Type 2 diabetic patients and older than 18 years of age were recruited. The exclusion criteria included being type 1 diabetic, pregnant woman, hospitalized patients, a history of neurological disorders, such as, stroke, infectious episidodes, and history of psychiatric disorders. The individual patient data was collected through individual and confidential interviews lasting 30 minutes, at the end of the diabetology consultation, by the same diabetologist, trained to use the psychometric scales that were needed. The Moroccan-Arabic version of the Beck diagnostic scale of depression was used. Patients assessed with depressive disorders were reviewed in a specialized psychiatric consultation. The statistical analysis was achieved by using SPSS package (version 17). We retained a threshold P value of 0.05.
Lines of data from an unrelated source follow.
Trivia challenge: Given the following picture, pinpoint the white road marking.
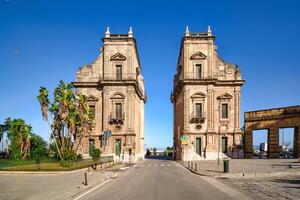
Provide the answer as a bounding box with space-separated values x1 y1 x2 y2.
74 179 111 200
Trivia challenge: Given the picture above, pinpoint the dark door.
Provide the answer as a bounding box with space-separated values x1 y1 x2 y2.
222 137 227 153
89 139 95 156
196 138 201 156
115 139 121 156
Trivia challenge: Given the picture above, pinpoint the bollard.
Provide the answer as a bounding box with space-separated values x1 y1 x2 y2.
223 159 229 173
84 172 88 185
A cross-sectional study was conducted that included adults with type 2 diabetes. The depression diagnosis was performed using the Arabic version of the Beck Depression scale.
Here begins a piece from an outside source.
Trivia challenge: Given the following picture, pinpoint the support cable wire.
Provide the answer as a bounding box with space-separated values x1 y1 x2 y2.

We included 142 patients with type 2 diabetes, with an average age of 56.26 years. The prevalence of depression was 33.1%. The risk factors recognized for depression were, lack of social security, hypertension, and a history of type 2 diabetes of more than five years.
In this study, we have focused on the frequent association of 'Type 2 diabetes and depression' and the risk of mutual aggravation of both pathologies that might require multidisciplinary healthcare, as well as, improvement in the risk factors of depression through improved access to healthcare, with the extension of social security. The stability of the healthcare personnel involved in the treatment of both chronic diseases, including diabetes and hypertension screening, should also be considered for better management of psychiatric complications.
全球糖尿病患病率在世界范围内呈上升趋势。在摩洛哥,糖尿病和抑郁症是主要的公共卫生问题,需要改善其治疗情况。糖尿病和抑郁症与发病率及早期死亡率相关。这种关联导致所发生并发症的风险增加,同时给患者带来更大痛苦,也增加了医疗保健成本。
本研究旨在评估2型糖尿病(T2D)患者中抑郁症的患病率,并确定这类糖尿病患者抑郁症的主要危险因素。
招募年龄在18岁以上的2型糖尿病患者。排除标准包括1型糖尿病患者、孕妇、住院患者、有神经系统疾病史(如中风、感染性发作)以及精神疾病史者。个体患者数据通过在糖尿病咨询结束时由同一位经过培训能使用所需心理测量量表的糖尿病专家进行的为期30分钟的单独保密访谈收集。使用了贝克抑郁诊断量表的摩洛哥阿拉伯语版本。被评估为患有抑郁症的患者在专门的精神科咨询中接受复查。使用SPSS软件包(版本17)进行统计分析。我们采用的P值阈值为0.05。
进行了一项横断面研究,纳入2型糖尿病成人患者。使用贝克抑郁量表阿拉伯语版本进行抑郁症诊断。
我们纳入了142例2型糖尿病患者,平均年龄为56.26岁。抑郁症患病率为33.1%。被确认的抑郁症危险因素为缺乏社会保障、高血压以及2型糖尿病病史超过五年。
在本研究中,我们关注了“2型糖尿病与抑郁症”的频繁关联以及两种病症相互加重的风险,这可能需要多学科医疗保健,并且通过改善医疗保健服务可及性以及扩大社会保障来改善抑郁症的危险因素。为了更好地管理精神科并发症,还应考虑参与治疗包括糖尿病和高血压筛查在内的两种慢性病的医护人员的稳定性。